Search code examples
pythoncosine-similarity

Calculate cosine similarity between words


If we have two lists of strings:

A = "Hello how are you? The weather is fine. I'd like to go for a walk.".split()
B = "bank, weather, sun, moon, fun, hi".split(",")

The words in list A constitute my word vector basis.
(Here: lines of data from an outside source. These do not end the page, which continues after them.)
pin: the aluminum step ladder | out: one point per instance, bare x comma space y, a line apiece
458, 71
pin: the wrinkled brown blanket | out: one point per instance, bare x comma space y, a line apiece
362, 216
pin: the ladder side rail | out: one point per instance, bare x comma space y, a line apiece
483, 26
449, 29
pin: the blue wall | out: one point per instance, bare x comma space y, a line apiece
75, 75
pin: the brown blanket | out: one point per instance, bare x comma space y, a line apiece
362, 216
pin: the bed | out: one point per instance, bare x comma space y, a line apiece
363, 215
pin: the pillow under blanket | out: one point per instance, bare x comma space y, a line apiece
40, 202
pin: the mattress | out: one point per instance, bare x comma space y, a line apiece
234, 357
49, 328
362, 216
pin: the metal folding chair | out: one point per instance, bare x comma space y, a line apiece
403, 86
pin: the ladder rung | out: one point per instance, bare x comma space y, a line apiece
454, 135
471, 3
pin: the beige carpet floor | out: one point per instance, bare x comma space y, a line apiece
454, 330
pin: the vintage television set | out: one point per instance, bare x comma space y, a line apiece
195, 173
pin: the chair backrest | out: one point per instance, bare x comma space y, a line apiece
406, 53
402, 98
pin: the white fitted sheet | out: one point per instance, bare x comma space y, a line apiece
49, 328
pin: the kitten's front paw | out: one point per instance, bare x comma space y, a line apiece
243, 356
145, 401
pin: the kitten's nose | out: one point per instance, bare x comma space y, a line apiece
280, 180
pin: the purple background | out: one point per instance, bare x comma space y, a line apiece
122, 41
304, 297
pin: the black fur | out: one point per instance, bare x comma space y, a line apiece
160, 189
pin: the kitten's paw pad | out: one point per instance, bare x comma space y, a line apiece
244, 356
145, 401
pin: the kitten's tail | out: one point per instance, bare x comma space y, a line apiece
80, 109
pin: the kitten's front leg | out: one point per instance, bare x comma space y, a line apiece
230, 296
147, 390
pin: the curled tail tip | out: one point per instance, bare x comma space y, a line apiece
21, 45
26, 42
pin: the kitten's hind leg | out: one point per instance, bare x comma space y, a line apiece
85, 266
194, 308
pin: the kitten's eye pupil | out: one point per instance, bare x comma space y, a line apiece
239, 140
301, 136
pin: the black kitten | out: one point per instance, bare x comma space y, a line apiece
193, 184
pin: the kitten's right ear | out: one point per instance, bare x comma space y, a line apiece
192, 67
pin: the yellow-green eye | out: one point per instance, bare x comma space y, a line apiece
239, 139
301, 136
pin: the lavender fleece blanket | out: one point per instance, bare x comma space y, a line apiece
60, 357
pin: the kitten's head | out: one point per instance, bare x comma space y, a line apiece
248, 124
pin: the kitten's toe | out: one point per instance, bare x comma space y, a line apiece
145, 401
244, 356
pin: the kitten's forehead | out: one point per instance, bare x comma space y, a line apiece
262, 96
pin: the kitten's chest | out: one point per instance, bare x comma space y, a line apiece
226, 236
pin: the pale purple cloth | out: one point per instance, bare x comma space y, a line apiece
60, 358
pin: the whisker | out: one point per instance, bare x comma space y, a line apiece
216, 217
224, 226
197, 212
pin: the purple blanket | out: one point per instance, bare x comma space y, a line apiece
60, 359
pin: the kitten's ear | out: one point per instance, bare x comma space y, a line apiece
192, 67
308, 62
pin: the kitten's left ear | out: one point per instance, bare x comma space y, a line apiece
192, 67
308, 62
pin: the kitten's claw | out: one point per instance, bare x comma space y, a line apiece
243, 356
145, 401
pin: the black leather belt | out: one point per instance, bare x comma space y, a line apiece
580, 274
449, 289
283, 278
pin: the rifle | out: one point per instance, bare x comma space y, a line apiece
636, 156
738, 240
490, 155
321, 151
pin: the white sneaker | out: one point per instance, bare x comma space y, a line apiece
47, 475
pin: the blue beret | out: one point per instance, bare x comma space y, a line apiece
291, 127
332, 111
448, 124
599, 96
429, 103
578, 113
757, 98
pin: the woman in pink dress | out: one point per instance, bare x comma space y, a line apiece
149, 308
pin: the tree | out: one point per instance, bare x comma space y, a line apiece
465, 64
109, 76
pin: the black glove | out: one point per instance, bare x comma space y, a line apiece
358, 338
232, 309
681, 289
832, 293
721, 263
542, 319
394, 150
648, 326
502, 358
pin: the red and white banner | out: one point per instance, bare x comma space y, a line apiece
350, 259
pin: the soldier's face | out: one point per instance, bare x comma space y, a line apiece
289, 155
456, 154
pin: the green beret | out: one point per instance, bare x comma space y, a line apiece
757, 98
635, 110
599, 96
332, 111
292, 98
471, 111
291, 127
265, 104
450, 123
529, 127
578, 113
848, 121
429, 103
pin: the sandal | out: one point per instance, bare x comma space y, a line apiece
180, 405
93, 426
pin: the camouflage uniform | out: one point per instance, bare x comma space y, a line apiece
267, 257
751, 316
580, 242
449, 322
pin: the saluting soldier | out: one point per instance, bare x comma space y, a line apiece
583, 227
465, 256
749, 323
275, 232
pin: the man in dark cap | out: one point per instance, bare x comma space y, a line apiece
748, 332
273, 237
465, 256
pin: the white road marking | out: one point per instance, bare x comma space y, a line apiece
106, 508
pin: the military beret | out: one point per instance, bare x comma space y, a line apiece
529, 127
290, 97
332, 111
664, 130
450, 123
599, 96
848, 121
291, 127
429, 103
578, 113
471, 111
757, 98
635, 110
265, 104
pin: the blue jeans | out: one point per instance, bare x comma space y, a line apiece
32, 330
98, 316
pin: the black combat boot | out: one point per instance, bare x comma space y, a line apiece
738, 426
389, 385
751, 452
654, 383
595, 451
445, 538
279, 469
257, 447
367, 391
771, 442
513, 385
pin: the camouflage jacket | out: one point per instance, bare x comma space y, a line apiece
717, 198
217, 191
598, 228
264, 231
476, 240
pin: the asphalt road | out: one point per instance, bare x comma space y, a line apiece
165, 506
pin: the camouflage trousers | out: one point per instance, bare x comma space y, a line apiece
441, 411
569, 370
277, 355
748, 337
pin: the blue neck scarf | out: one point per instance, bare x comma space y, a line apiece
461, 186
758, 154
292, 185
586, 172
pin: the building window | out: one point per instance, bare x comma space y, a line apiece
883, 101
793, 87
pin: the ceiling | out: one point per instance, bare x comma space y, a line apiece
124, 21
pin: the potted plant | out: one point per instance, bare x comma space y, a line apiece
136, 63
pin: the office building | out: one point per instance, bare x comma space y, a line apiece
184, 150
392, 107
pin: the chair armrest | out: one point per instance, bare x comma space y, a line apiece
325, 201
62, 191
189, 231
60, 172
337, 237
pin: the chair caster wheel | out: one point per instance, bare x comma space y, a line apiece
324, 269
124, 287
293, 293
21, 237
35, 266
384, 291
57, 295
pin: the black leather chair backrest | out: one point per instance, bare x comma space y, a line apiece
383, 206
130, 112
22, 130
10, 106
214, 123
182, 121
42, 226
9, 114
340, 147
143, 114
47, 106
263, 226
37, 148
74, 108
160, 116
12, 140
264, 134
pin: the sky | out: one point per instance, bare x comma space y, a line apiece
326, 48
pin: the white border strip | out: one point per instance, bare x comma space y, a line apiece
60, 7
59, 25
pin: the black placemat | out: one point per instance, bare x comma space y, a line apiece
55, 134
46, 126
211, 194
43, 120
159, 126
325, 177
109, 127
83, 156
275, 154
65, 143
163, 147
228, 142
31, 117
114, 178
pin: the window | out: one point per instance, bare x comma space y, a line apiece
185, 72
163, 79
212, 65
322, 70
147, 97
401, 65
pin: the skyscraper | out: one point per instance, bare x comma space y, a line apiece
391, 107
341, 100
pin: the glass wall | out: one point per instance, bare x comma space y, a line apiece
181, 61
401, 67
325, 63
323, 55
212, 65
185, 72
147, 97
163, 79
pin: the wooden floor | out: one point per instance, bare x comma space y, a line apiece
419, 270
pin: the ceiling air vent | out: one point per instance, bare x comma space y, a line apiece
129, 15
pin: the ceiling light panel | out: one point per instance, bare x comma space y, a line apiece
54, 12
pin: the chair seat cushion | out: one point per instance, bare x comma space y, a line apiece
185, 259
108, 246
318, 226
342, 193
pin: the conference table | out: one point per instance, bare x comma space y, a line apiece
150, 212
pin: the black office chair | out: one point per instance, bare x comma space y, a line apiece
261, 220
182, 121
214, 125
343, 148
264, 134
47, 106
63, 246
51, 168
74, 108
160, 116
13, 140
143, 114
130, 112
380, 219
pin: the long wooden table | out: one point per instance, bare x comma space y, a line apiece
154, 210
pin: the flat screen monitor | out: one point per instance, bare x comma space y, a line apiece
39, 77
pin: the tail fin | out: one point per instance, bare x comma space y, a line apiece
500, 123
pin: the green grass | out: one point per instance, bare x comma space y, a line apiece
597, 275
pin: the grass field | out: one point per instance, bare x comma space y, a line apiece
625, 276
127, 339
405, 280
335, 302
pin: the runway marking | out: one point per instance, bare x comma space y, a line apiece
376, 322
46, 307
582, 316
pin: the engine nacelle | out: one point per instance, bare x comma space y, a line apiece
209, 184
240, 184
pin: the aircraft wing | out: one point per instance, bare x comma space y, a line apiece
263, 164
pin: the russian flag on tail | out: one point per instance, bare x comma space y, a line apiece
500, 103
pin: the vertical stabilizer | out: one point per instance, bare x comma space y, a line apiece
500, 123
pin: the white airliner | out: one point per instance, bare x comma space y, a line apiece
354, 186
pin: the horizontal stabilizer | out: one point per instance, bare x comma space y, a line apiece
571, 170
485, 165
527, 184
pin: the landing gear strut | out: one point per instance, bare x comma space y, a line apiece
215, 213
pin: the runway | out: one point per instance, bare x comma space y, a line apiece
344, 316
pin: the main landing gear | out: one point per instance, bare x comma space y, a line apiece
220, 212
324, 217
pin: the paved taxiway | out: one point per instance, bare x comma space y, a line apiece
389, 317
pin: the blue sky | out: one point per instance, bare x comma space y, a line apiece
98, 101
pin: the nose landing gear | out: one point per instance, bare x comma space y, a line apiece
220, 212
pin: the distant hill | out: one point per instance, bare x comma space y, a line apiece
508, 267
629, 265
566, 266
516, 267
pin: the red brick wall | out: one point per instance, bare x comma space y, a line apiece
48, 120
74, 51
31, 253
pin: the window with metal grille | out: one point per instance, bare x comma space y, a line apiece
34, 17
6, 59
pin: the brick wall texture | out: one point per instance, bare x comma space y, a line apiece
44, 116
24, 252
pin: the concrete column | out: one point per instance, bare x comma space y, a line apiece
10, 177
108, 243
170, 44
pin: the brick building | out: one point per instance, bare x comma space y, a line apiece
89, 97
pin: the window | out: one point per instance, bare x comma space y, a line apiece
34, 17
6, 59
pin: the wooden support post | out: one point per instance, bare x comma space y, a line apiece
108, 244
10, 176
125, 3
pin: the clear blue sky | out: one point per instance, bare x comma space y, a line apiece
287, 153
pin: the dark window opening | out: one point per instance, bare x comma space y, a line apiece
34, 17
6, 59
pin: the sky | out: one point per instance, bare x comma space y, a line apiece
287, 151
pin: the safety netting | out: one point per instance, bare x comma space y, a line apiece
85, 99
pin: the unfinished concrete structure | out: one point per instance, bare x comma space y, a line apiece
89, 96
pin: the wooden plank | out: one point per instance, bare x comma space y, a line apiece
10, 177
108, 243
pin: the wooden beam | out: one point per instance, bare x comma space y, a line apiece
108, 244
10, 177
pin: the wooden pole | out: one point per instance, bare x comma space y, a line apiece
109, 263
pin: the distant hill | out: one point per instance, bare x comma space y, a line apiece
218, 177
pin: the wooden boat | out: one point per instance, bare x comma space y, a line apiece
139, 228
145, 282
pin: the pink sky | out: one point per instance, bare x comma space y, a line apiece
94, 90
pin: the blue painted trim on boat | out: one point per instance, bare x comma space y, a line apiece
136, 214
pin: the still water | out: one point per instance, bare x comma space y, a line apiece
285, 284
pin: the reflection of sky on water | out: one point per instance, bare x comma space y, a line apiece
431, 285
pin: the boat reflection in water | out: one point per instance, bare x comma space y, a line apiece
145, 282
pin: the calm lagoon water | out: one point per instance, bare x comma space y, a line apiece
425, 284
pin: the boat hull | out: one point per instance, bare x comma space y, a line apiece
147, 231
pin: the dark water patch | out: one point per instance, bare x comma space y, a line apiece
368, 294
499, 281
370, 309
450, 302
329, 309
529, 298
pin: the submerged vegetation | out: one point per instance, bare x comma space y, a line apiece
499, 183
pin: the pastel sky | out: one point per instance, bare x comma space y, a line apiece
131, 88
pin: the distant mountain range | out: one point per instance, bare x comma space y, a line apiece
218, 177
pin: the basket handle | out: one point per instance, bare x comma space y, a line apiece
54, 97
How can I calculate the cosine similarity scores of each word in B?

What I've done so far: I can calculate the cosine similarity of two whole lists with the following function:

def counter_cosine_similarity(c1, c2):
    terms = set(c1).union(c2)
    dotprod = sum(c1.get(k, 0) * c2.get(k, 0) for k in terms)
    magA = math.sqrt(sum(c1.get(k, 0)**2 for k in terms))
    magB = math.sqrt(sum(c2.get(k, 0)**2 for k in terms))
    return dotprod / (magA * magB)

But how do I have to integrate my vector basis and how can I calculate then the similarities between the terms in B?


Solution

  • import math
    from collections import Counter
    
    ListA = "Hello how are you? The weather is fine. I'd like to go for a walk.".split()
    ListB = "bank, weather, sun, moon, fun, hi".split(",")
    
    def cosdis(v1, v2):
        common = v1[1].intersection(v2[1])
        return sum(v1[0][ch] * v2[0][ch] for ch in common) / v1[2] / v2[2]
    
    def word2vec(word):
        cw = Counter(word)
        sw = set(cw)
        lw = math.sqrt(sum(c * c for c in cw.values()))
        return cw, sw, lw
    
    def removePunctuations(str_input):
        ret = []
        punctuations = '''!()-[]{};:'"\,<>./?@#$%^&*_~'''
        for char in str_input:
            if char not in punctuations:
                ret.append(char)
    
        return "".join(ret)
    
    
    for i in ListA:
        for j in ListB:
           print(cosdis(word2vec(removePunctuations(i)), word2vec(removePunctuations(j))))